Another scary concept is the propagation of privately owned streets and city blocks. Again in Cherry Creek – there’s a block on Clayton between 1st and 2nd Street where you’ll find a Marriot and a steakhouse. This entire block is OWNED by the development company. Meaning if I wanted to hand out political flyers, fly a kite, or just be a bum I could legally be asked to leave. Having public streets run by private companies is a bad bad thing. I agree with Jeff on this entirely.

Back to “pushing out the little guy:” On a larger scale has anyone planned a Las Vegas trip lately? In the late 90s when I lived in California I’d frequently drive up on the weekends with friends. We’d get a cheap room, play some cards, consume $6 steaks and free drinks and have a great time. Now it’s difficult to find a weekend room for under $200. I don’t share any special bond with tacky old casinos, but watching 70 year old former cocktail waitresses tear up over a casino implosion is the same feeling I get when I see a “tear down” or “scrape off” every few weeks while biking to work – pictured left. (See my articles here about teardowns.)

Close to my home in Denver – the area of Colfax Avenue between York and Colorado is undergoing major transformations. High rises are going up near City Park, home prices are rising, and more money is coming in. That’s a wonderful thing for me, my home value, and ultimately my financial security. But if it’s at the expense of losing the “red headed stepchild” businesses such as tattoo parlors, dusty used bookstores, and independent food joints, I’d think I’d give up some of the glamour in order to keep the original fabric of my neighborhood.

Should cities, retail districts, and economic plans include ALL levels of income? I’m a person that promotes “infill”, meaning that instead of building and sprawling OUT to the exurbs, we take existing city blocks and parcels that can be utilized in rejuvenated as vibrant new places to live, work, and shop. But where do the people go that sparsely occupy these places go? The homeless may be an easy group to relocate, but others surviving on low means, without political clout, have a legal right to their space. THEY are a complex issue when it comes to redevelopment issues – as well they should be.

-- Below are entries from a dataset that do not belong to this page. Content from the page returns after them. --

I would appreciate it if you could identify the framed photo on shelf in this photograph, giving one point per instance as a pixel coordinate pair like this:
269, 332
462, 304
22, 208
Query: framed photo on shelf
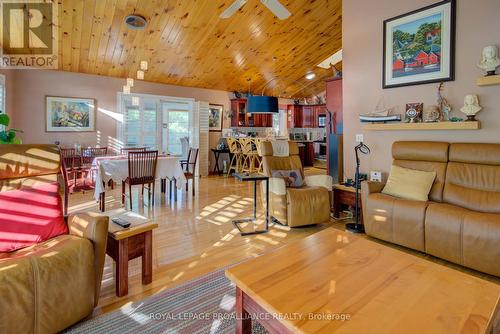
70, 114
419, 47
215, 117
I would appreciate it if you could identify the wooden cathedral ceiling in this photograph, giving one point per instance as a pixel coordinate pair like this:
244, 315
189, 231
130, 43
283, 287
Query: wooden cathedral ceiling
187, 44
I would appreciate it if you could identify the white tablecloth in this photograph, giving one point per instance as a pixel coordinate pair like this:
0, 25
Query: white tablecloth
116, 169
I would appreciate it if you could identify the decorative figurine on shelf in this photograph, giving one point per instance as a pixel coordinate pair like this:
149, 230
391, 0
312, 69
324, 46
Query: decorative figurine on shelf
490, 60
444, 106
471, 107
414, 112
431, 114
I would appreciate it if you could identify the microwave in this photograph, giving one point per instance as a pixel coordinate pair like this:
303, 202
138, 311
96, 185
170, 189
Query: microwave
321, 121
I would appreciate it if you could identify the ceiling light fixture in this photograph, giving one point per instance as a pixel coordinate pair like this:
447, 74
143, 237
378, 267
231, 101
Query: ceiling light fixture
135, 101
332, 60
136, 22
140, 75
310, 75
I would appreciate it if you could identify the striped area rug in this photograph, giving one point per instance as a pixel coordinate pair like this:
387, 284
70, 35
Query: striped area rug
203, 305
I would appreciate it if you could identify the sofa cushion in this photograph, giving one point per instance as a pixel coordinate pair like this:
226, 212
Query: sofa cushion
30, 215
462, 236
409, 183
293, 178
395, 220
34, 284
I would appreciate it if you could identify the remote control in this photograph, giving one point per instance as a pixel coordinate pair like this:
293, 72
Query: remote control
121, 222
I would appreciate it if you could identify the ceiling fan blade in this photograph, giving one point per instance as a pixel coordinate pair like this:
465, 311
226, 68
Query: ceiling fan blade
232, 9
277, 8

You can check out Jeff Ferrel’s book Tearing Down the Streets here.

Left: Flour Mill Lofts detailed in Jeff Ferral’s book. Right: Platte Park Area of Denver.

3 thoughts on “Tearing Down the Streets

  1. Great photo – thanks for sharing it! Looks like something from Detroit or Belgrade circa same year. I was at Coors Field yesterday and on the wall was an old stadium photo from when in opened in ’93. Nothing but 2-3 story dreary concrete manufacturing buildings surrounded the stadium.

    It’s amazing how urban landscapes change. Even though I describe concerns about development, it’s a good “problem” to have – as it means we live in a healthy economic environment with people who WANT to live and dwell downtown, and give and contribute to their city.